- Writing career
- Language: English, Italian
- Genres: Fiction, poetry, short stories
- Website: Official website

= Sue Reidy =

New Zealand author and designer

Sue Reidy is a New Zealand author and designer.

Reidy has a professional background in graphic design and illustration, including designing book jackets. She has taught at the Auckland University of Technology and been a judge in the PANZ Book Design Awards.

Published fiction by Reidy includes:
- Modettes and Other Stories (1988, Penguin Books NZ), short story collection
- The Visitation (1996, Scribner), novel
- Four Ways to Become a Woman (2000, Transworld), novel
- L'Amore Secondo Miranda (2010, Newton Compton Editori), novel
Reidy's work has been published in a number of literary journals and anthologies, including: New Zealand Listener, Metro, Landfall, Sunday Star Times, Australian Women’s Weekly, Penguin 25 New Fiction (Penguin, 1998), Penguin Book of Contemporary Short Stories (Penguin, 1989), Wee Girls (1996, Spinifex Press), and Good-bye to Romance (1989, Allen & Unwin). Her work was commended by Paula Green in the 2007 Best New Zealand Poems collection.

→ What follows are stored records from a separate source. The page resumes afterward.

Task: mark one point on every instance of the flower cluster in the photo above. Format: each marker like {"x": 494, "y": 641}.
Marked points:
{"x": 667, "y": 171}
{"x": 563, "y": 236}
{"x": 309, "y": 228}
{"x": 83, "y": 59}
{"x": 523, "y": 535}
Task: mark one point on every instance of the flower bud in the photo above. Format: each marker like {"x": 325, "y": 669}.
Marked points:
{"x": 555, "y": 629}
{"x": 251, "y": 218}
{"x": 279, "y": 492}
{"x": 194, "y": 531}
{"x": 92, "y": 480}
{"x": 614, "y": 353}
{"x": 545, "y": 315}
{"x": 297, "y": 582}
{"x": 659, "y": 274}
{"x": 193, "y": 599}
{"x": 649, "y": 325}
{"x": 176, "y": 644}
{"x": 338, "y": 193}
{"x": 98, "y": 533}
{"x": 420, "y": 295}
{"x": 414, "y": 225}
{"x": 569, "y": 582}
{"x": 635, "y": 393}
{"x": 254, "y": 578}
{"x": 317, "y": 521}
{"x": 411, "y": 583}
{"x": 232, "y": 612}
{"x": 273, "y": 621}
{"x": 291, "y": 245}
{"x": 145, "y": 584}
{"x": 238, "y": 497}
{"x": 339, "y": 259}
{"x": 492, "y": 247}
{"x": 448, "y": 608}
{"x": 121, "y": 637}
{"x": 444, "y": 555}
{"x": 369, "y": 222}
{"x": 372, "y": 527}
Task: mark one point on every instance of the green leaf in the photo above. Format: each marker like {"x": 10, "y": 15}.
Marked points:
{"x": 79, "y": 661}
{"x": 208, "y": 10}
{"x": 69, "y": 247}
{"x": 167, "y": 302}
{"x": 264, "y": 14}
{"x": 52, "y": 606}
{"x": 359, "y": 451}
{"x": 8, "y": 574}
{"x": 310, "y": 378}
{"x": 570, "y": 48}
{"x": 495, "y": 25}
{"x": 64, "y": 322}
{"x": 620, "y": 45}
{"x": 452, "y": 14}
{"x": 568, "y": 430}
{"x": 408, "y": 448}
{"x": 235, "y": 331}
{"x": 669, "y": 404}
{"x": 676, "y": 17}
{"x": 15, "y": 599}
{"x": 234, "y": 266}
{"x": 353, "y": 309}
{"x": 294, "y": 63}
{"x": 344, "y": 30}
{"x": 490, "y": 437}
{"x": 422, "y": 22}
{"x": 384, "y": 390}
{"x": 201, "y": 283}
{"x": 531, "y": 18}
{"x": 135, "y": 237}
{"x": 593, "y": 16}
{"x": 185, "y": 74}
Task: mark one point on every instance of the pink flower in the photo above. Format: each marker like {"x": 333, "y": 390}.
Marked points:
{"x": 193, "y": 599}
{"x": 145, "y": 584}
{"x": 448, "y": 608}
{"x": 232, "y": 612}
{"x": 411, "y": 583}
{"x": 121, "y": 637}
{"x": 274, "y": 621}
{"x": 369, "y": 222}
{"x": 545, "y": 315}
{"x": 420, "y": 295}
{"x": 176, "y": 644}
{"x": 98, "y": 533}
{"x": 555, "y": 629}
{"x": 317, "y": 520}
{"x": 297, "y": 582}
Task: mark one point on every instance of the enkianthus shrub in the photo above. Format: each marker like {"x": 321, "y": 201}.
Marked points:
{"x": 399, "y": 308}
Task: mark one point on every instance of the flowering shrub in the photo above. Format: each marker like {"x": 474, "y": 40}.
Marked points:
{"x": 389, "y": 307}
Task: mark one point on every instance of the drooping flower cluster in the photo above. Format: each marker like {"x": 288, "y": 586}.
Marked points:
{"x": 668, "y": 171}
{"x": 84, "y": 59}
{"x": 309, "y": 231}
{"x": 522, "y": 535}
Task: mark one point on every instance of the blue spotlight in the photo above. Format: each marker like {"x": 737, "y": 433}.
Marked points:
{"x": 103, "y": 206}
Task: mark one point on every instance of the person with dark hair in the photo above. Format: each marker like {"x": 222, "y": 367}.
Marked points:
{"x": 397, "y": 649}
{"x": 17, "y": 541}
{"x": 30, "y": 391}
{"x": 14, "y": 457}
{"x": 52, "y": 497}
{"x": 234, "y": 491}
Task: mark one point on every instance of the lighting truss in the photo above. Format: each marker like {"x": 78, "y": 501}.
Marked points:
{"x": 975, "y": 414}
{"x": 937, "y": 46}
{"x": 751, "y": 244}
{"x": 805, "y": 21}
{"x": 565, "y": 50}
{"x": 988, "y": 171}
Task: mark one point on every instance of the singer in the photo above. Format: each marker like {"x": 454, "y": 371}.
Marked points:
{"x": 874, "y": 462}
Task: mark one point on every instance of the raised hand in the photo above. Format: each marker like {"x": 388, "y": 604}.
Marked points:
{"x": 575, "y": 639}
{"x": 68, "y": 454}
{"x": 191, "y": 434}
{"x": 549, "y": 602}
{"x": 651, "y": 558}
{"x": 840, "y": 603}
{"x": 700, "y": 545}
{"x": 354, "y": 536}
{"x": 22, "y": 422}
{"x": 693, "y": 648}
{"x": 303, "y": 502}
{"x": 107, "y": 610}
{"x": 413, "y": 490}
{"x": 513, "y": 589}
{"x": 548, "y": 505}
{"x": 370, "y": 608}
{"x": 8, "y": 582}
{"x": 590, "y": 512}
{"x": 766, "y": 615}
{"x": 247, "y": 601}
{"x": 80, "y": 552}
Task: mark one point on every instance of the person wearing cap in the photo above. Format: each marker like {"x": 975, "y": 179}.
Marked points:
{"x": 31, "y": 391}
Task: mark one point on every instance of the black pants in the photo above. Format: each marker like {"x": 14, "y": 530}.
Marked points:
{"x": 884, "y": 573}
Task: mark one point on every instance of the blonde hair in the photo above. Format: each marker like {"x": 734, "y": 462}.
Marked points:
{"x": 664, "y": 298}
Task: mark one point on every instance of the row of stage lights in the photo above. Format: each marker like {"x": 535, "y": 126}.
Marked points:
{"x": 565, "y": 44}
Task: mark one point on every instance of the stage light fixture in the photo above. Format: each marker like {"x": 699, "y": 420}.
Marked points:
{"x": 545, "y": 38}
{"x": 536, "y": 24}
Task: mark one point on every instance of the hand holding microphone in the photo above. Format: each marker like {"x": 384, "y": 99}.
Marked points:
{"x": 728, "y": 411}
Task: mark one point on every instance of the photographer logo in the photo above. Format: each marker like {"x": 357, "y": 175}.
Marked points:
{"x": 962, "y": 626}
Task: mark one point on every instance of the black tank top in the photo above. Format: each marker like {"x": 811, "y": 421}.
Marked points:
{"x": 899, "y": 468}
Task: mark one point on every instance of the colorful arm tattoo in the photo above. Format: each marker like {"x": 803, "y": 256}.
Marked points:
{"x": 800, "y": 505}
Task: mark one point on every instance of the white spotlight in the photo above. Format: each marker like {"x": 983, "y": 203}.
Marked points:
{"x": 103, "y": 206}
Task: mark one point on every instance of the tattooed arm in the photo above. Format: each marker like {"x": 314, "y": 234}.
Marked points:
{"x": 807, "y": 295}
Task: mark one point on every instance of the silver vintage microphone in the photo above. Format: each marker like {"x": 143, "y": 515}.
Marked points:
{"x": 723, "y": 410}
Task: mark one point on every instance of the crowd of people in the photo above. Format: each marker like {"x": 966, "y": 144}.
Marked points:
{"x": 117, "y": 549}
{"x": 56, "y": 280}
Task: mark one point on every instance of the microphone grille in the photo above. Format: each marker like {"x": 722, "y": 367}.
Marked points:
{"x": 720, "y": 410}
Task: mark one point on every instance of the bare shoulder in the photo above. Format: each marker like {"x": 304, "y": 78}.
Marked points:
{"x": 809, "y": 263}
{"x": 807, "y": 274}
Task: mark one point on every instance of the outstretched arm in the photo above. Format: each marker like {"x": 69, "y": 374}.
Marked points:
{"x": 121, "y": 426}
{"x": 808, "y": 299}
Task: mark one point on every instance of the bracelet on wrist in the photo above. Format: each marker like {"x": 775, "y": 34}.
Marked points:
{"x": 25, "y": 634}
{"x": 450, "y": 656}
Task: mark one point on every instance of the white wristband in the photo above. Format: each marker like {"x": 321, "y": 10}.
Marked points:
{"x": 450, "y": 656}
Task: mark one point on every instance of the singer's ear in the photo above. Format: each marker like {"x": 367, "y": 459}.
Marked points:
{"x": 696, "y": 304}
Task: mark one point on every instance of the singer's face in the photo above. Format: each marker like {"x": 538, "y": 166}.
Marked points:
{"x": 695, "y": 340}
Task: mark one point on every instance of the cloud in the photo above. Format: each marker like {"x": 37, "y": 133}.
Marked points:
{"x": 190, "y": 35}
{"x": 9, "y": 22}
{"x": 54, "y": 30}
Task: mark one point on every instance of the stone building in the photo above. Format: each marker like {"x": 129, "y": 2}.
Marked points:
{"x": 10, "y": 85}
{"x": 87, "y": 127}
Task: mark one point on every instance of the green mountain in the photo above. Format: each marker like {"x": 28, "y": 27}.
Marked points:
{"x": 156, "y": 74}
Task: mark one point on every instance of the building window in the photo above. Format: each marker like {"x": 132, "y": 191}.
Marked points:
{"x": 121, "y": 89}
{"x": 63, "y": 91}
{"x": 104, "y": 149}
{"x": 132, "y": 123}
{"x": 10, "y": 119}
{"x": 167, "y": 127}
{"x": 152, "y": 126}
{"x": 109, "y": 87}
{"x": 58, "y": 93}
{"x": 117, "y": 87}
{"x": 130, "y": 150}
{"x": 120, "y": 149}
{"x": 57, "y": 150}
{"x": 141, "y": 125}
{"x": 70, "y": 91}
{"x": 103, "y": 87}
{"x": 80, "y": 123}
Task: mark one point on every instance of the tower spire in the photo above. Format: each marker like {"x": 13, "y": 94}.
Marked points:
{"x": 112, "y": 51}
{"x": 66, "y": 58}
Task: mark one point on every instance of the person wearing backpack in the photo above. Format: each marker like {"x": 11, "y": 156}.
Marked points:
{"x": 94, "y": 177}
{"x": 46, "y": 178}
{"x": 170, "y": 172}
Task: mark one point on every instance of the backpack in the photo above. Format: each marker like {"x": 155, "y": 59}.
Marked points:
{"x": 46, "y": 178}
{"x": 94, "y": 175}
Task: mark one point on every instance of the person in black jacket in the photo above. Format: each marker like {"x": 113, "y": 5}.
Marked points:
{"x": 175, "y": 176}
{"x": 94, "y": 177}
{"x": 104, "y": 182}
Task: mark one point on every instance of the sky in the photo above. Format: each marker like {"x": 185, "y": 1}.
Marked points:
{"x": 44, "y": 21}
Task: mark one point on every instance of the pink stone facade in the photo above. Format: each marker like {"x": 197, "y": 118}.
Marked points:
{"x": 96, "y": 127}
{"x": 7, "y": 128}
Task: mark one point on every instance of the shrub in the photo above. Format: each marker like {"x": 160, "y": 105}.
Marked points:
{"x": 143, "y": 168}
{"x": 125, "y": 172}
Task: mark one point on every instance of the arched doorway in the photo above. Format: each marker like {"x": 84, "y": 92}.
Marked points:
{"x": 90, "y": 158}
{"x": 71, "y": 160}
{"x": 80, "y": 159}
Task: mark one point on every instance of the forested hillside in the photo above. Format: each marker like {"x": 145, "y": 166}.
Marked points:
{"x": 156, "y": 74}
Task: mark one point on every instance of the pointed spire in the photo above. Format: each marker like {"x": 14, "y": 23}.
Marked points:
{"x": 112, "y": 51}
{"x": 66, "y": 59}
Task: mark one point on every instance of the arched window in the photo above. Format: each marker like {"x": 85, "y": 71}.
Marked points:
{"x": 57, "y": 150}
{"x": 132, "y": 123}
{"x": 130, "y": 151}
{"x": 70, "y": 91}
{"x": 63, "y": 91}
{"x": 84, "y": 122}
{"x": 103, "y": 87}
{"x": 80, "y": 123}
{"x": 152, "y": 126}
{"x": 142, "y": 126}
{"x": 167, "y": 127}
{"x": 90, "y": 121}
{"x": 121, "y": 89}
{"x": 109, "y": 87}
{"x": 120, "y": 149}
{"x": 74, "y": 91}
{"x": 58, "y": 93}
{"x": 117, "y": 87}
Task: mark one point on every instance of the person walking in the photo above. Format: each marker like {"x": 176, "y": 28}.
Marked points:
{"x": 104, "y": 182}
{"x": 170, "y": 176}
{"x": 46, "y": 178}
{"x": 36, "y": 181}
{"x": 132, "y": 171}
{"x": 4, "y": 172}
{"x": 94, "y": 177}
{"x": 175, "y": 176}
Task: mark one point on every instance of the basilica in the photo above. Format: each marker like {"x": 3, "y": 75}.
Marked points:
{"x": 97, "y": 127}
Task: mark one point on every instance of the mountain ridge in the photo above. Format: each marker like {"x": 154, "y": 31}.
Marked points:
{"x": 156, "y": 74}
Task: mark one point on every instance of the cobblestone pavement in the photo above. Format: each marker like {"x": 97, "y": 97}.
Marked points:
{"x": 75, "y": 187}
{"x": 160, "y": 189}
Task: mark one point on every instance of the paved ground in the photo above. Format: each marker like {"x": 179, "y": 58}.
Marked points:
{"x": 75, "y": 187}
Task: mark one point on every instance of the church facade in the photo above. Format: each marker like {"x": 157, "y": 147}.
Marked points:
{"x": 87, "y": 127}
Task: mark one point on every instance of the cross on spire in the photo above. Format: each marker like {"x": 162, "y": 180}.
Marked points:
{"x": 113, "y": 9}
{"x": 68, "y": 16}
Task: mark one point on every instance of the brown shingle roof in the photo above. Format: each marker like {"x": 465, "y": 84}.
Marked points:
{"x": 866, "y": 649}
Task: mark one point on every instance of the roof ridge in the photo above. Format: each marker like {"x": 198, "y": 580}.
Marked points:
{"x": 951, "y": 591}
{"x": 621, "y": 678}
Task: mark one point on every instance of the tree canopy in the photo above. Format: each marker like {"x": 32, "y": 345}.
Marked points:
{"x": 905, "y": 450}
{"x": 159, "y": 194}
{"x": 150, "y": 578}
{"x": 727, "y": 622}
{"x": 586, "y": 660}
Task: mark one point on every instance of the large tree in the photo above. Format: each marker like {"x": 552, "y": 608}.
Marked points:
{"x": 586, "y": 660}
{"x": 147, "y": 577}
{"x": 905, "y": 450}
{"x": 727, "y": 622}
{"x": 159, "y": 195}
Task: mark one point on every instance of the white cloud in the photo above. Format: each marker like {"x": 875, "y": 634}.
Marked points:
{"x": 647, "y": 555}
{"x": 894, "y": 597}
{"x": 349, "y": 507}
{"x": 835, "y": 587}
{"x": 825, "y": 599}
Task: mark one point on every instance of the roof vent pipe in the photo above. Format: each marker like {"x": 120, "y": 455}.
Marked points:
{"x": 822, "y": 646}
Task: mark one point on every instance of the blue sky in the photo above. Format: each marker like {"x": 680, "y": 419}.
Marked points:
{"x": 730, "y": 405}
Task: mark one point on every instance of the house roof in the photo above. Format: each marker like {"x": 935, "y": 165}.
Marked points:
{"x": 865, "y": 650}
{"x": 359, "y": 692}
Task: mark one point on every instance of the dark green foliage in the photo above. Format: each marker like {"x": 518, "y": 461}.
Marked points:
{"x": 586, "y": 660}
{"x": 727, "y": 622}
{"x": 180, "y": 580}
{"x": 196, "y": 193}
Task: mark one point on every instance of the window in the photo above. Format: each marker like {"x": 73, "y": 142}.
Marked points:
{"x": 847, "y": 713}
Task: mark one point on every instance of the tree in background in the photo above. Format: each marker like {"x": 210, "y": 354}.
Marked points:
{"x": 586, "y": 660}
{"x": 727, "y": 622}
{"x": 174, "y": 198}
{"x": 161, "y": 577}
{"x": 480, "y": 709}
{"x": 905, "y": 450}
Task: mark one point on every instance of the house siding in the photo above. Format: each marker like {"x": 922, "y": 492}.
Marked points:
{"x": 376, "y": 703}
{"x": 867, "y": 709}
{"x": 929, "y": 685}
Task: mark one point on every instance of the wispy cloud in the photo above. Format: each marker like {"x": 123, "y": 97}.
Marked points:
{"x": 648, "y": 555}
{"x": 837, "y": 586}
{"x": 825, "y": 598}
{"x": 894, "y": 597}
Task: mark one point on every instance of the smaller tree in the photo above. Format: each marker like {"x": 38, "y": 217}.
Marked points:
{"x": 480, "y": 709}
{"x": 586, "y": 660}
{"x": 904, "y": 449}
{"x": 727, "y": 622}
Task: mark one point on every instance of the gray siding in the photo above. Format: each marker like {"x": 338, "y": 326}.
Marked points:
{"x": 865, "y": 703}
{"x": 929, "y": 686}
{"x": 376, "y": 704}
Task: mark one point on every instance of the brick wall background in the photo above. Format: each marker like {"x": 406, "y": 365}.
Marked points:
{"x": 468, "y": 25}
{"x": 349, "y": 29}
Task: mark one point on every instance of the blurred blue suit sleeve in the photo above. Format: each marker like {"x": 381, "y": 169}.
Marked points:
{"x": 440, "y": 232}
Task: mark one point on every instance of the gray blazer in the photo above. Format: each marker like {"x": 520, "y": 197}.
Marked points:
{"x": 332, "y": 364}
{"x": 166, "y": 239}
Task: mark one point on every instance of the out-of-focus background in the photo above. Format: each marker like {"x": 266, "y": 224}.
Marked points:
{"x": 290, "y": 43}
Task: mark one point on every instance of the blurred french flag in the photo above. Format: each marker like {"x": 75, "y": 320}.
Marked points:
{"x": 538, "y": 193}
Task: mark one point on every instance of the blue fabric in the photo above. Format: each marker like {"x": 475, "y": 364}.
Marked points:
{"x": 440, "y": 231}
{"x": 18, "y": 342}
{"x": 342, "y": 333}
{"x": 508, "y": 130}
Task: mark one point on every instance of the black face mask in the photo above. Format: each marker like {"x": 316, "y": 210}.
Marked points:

Reidy is based in Auckland, New Zealand.

== Awards ==
Reidy won the 1987 Bank of New Zealand Katherine Mansfield Memorial Award. In 1995 she was the runner-up for the Sunday Star-Times Short Story Award.

The Visitation was shortlisted in fiction section of the 1997 Montana New Zealand Book Awards.

In 2000 she was awarded the Buddle Finlay Sargeson Writers Fellowship, with James Brown and Charlotte Grimshaw.

In 2015, her manuscript Small Steps to Happiness was shortlisted in the Ashton Wylie Book and Manuscript Awards.